As illustrated by numerous examples, acquiescing in lack of randomised trials when controlled experiments are, in principle, feasible, has resulted in unacceptable suffering and death. Cochrane’s suggestion offers protection against error – but also a vital and increasingly important triage principle for coping with information. The current bias and waste in the medical research enterprise has multiple layers [4]. But understanding causes and cures of our ignorance despite a flood of information is still worth more attention and effort than it currently gets. Like Canute, we are well aware that we cannot stop the tide. Getting more selective, though, and finding new ways to cooperate, might help us stay afloat.

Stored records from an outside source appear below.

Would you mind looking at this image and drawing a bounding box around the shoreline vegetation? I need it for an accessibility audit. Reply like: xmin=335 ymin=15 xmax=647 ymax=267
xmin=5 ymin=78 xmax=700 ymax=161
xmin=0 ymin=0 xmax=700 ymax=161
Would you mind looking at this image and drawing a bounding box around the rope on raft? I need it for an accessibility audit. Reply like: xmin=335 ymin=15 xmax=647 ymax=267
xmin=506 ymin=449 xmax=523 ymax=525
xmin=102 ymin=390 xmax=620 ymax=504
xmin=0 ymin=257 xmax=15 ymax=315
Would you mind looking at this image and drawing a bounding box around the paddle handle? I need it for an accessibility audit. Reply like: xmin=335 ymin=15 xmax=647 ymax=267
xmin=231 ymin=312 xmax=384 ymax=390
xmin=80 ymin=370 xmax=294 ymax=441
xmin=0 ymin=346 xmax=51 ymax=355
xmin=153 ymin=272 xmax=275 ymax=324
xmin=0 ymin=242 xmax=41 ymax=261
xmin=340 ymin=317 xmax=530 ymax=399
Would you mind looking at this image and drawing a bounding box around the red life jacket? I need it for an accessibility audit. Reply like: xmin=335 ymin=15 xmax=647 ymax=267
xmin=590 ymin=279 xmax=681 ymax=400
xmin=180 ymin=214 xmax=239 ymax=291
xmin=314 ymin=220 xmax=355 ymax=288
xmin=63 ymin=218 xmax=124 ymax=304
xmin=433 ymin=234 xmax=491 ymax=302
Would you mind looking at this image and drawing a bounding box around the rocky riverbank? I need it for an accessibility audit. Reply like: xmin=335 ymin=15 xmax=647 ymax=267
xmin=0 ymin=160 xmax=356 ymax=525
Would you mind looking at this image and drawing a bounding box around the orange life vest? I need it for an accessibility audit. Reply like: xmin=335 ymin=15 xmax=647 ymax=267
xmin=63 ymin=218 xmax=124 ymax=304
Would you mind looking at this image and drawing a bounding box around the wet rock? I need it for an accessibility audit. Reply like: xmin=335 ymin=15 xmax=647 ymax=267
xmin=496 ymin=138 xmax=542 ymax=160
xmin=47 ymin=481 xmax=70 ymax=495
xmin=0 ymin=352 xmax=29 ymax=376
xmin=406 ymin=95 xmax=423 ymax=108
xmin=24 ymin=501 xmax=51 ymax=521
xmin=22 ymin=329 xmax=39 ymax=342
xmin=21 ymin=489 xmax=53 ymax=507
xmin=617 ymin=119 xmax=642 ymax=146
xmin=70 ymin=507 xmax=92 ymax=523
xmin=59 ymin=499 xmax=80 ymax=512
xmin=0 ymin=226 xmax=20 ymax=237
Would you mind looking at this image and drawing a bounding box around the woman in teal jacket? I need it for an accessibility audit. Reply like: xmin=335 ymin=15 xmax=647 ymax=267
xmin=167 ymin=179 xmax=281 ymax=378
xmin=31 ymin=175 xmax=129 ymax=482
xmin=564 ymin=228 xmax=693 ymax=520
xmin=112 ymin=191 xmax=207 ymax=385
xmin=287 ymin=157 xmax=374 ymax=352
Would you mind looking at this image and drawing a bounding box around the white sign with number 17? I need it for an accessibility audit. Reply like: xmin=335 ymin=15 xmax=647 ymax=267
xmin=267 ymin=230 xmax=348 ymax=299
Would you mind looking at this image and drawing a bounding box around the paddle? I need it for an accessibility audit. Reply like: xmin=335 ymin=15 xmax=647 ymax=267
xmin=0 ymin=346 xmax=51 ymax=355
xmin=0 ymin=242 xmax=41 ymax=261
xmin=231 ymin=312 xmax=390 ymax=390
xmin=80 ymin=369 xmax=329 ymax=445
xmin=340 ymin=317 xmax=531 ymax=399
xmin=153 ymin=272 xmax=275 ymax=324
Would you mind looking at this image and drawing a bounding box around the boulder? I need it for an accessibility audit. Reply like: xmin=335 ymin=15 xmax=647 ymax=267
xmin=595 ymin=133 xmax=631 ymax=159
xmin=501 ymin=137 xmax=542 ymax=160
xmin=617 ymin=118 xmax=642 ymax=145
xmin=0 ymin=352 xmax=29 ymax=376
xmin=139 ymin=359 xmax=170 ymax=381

1. Bastian H, Glasziou P, Chalmers I. Seventy-five trials and eleven systematic reviews a day: how will we ever keep up? PLoS Med 7(9): e1000326.

2. Glasziou P, Chalmers I, Rawlins M, McCulloch P. When are randomised trials unnecessary? Picking signal from noise. BMJ. 2007 Feb 17;334(7589):349-351.

3. Vandenbroucke JP, Psaty BM. Benefits and risks of drug treatments: how to combine the best evidence on benefits with the best data about adverse effects. JAMA 2008; 300(20):2417-2419.

4. Chalmers I, Glasziou P. Avoidable waste in the production and reporting of research evidence. Lancet. 2009 Jul 4;374(9683):86-89.

Competing interests declared: Authors' response.